Going through a divorce is tough, especially when kids are involved. Some parents worry if mental health issues will affect child custody decisions when they go to court.
First, let’s note that it is okay to talk about mental health. If you have mental health challenges, it is important to have compassion for yourself. Don’t forget to mention it to your attorney in case it comes up in court later; it can be helpful in proactively developing an overall strategy.
Mental health issues are common
Lots of people deal with mental health challenges. 1 in 5 Americans live with some form of mental illness. If this comes up in your case, you are not alone, and there are resources to help.
If you are concerned about child custody, keep in mind that the court’s focus is to make sure that children are safe and happy.
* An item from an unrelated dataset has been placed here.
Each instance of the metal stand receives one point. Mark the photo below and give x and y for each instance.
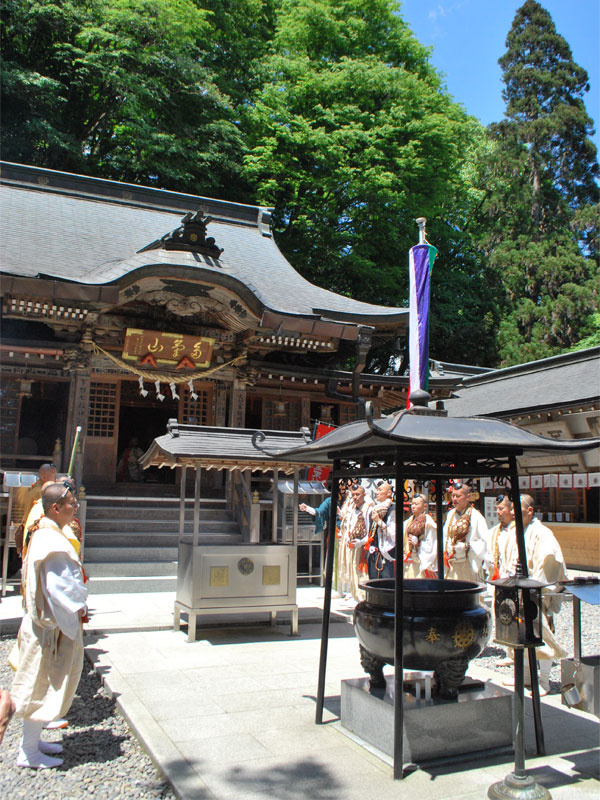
(518, 785)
If mental health is an issue in a child custody case, the court wants to understand how it might affect the children. The court’s primary aim is not to take the children away, limit parenting time, or dictate how parents should raise their children.
The court’s purpose in child custody cases is to ensure parents meet their kids’ needs physically, mentally and emotionally, and that the children thrive in a secure, stable and loving environment.
Key factors the court may examine
- Evidence of parenting abilities
- Children’s safety and security
- Parents’ presence in their children’s lives
- Consistency in the children’s day-to-day
If you struggle with mental health, the best thing you can do for yourself and your child is to get help and treat it. Nowadays, mental health is losing its stigma because it touches so many people in one way or another.
Things you can do
If you are concerned about mental health issues affecting child custody, ensure you seek treatment, can provide proof that you are undergoing treatment, and can provide a stable, secure, and caring environment for your child.
In addition, it does not hurt to let the court know that you want to because you genuinely want to spend time with your child.
Remember, mental health challenges do not mean you will automatically lose custody of your children. It is simply one factor that the court will want to consider in order to get a full picture of your abilities as a parent.